2 Overview and Introduction
2.1 Part I: Data Science Best Practices
2.2 Set up your computer
2.2.1 Installation
- Install R 3.4.1 from https://ftp.osuosl.org/pub/cran/ . (Requires administrator privellege)
- Install RStudio Desktop free version from https://www.rstudio.com/products/rstudio/download/
- Git: Follow these steps to install Git for Windows (or for the specific operating system on your laptop). (Requires administrator privellege)
2.2.2 Installation Verification
- Launch RStudio and you should see a program window like this:
- Click the File menu, select New Project…, then Version Control and Git;
- Copy & paste this URL: https://github.com/cities/datascience2017.git into the the Repository URL textbox;
- Click Create Project.
If you see a popup box that says “Clone Repsitory” with a progress bar and then RStudio refreshes, then your installation is working.
2.3 Why R
- Free, as in beer & speech
- Large and growing community, with more than 13,000 packages and growing
- Powerful and flexible
2.4 Introduction to R and RStudio
2.4.1 Project orgnization in RStudio
R experts keep all the files associated with a project together — input data, R scripts, analytical results, figures. This is such a wise and common practice that RStudio has built-in support for this via projects. For example, a project can be a R package under development, or code, data and documents for a research project, or a book project (for example, Hadley use a RStudio project for the R for Data Science book at https://github.com/hadley/r4ds).

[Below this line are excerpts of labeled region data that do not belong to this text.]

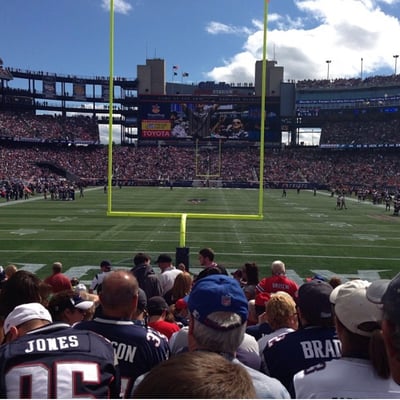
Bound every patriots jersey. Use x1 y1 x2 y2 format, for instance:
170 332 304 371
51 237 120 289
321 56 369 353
0 323 121 399
74 317 170 397
263 326 341 397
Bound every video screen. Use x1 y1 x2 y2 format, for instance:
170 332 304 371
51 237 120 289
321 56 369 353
138 96 281 143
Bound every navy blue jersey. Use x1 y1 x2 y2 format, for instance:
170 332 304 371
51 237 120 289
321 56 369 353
74 317 170 396
263 326 341 397
0 323 121 399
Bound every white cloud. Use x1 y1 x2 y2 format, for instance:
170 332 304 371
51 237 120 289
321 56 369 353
207 0 400 82
206 21 251 35
101 0 132 14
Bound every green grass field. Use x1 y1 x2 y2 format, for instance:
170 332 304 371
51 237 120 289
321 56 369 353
0 187 400 282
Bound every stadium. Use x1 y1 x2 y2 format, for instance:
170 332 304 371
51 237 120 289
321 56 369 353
0 59 400 282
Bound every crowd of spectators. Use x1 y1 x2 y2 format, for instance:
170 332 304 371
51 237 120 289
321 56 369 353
0 111 99 143
0 253 400 399
0 144 400 196
296 75 400 89
0 111 400 196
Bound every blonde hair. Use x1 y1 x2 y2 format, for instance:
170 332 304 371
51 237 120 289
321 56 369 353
265 292 296 330
271 260 286 275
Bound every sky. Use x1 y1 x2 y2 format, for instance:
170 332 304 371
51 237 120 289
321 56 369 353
0 0 400 144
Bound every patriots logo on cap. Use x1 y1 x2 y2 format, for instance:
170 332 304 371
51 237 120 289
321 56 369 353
221 295 232 307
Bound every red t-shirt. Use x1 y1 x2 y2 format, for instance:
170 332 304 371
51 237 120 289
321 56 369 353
148 320 180 339
255 275 299 306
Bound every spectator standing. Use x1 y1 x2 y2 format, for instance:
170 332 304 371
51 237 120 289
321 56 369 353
156 254 182 295
242 262 260 300
89 260 112 294
44 261 72 293
131 253 162 299
255 260 299 314
133 351 257 399
48 290 94 325
263 280 341 397
147 296 180 339
294 279 400 399
0 303 120 399
188 274 289 398
74 270 170 397
367 273 400 384
199 247 228 275
164 271 193 305
257 292 299 364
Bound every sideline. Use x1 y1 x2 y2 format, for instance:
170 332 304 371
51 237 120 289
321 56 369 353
0 186 103 207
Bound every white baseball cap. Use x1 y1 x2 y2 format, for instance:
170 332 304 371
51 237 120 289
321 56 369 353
3 303 53 335
329 279 382 336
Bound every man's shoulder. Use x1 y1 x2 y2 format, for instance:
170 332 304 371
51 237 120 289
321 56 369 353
233 359 290 399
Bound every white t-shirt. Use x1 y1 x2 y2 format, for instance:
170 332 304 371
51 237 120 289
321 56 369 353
159 267 182 295
293 357 400 399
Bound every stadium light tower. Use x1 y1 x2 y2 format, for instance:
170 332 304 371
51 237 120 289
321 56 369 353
326 60 332 81
393 54 399 75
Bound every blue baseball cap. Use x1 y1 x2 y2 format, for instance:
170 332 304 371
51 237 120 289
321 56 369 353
188 274 248 330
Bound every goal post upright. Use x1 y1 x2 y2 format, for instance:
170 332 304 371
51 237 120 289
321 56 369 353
107 0 269 248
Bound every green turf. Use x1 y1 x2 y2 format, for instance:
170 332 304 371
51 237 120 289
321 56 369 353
0 187 400 281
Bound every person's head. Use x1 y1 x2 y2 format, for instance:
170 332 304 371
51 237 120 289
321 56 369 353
133 253 151 266
328 276 342 289
171 272 193 300
297 279 333 327
100 260 112 272
3 303 53 343
231 269 243 283
132 288 147 320
271 260 286 275
156 254 172 272
194 265 226 282
199 247 215 267
48 290 94 325
188 274 248 354
147 296 169 319
242 262 260 285
0 270 48 317
133 351 257 399
367 273 400 384
51 261 62 274
70 276 79 288
176 263 186 271
265 292 299 331
99 270 139 319
329 279 389 378
4 264 18 279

A RStudio project must contain a file with extension Rproj and can contain any files within the directory where the project file lives or its subdirectories. Typical types of files in a RStudio project include: - R Script - R Markdown, R notebook - R Presentation - Shiny Web App - Text file, C++, html, …
Hadley recommends the following for RStudio projects workflow:
- Create an RStudio project for each data analyis project.
- Keep data files there and load them into R with data import.
- Keep scripts there; edit them, run them in bits or as a whole.
- Save your outputs (plots and cleaned data) there.
- Only ever use relative paths (relative to the root path of the project), not absolute paths.
Everything you need is in one place, and cleanly separated from all the other projects that you are working on.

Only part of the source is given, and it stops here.